続いて、上記のような構成を有する半導体装置1Aの形成方法について述べる。
図4~図7は第2の実施の形態に係る半導体装置の形成方法の一例について説明する図である。図4(A)、図4(B)、図5(A)、図5(B)、図6(A)、図6(B)、図7(A)及び図7(B)にはそれぞれ、第2の実施の形態に係る半導体装置形成の各工程の要部断面図を模式的に示している。以下、各工程について順に説明する。
図4(A)には、基板10の準備工程の一例の要部断面図を模式的に示している。
まず、図4(A)に示すように、基板10が準備される。この例では、基板10として、GaN基板(GaN自立基板)が準備される。基板10には、Si補償元素であるFeが添加される。例えば、基板10には、添加により、1×1018cm-3以上の濃度のFeが含有される。

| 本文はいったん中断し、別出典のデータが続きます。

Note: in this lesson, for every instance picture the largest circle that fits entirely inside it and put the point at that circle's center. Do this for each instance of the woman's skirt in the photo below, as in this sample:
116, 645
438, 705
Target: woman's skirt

図4(B)には、基板10に対するF導入処理工程の一例の要部断面図を模式的に示している。
基板10の準備後、図4(B)に示すように、準備された基板10の面10aに対し、Fを導入する処理が行われる。この処理では、基板10の面10aが、Fを含有する環境70に曝される。基板10の面10aを、Fを含有する環境70に曝す処理として、例えば、その面10aを、HF(フッ化水素)といったFを含有する溶液に浸す、ウェットケミカル処理が行われる。尚、ウェットケミカル処理は、Fを含有する溶液を、基板10の面10aに滴下したり、噴霧したりすることで、行われてもよい。また、基板10の面10aを、Fを含有する環境70に曝す処理として、例えば、SF6(六フッ化硫黄)やCF4(四フッ化炭素)といったFを含有するガスをプラズマ化し、基板10の面10aに照射する、ドライケミカル処理が行われてもよい。

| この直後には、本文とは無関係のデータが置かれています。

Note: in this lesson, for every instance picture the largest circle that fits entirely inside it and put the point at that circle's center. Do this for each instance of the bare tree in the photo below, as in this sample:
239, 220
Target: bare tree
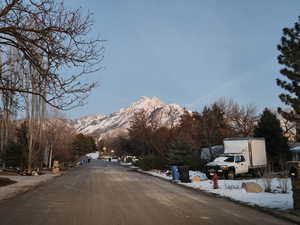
44, 30
242, 119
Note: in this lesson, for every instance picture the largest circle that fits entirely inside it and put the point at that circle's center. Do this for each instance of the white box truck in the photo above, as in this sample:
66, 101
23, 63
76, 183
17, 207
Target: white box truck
241, 156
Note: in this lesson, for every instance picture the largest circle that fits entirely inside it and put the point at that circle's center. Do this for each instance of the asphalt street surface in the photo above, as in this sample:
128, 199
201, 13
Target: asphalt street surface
103, 193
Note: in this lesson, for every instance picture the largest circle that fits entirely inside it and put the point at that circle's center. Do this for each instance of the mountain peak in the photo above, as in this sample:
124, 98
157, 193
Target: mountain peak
118, 122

このようなFを含有する環境70に曝す処理により、基板10の面10aに、その面10aにおけるダングリングボンドがFで終端されるように、Fが導入される。基板10の面10aにおけるダングリングボンドがFで終端されることで、その面10aに付着するSiの量、即ち、面10aを汚染するSiの量が、Fで終端されない場合に比べて、低減される。
図5(A)には、界面層21及び初期層22の形成工程の一例の要部断面図を模式的に示している。

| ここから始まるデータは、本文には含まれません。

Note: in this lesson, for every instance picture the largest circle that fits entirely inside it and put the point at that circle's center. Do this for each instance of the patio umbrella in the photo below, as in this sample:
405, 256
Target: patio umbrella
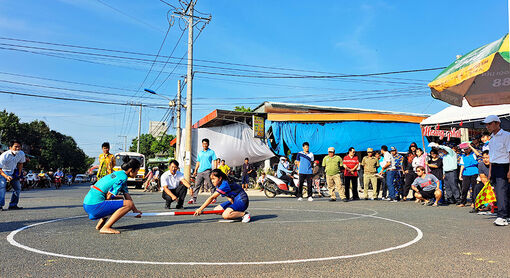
482, 77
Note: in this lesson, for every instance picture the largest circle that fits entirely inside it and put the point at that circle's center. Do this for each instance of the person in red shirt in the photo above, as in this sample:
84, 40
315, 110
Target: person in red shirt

基板10の面10aに対するFの導入後、図5(A)に示すように、Fが導入された基板10の面10aに、MOCVD法を用いて、所定の窒化物半導体が成長され、界面層21及び初期層22が形成される。界面層21及び初期層22には、Si補償元素であるFeが含有される。上記のようにしてFが導入された基板10の面10aに、MOCVD法を用いて初期層22が成長され、その際、Si補償元素のFeが添加される。この初期層22の成長初期段階で、基板10の面10a上に、Feを含有する界面層21が形成され、その界面層21の形成に続いて初期層22の成長が更に進行することで、界面層21上に、Feを含有する初期層22が形成される。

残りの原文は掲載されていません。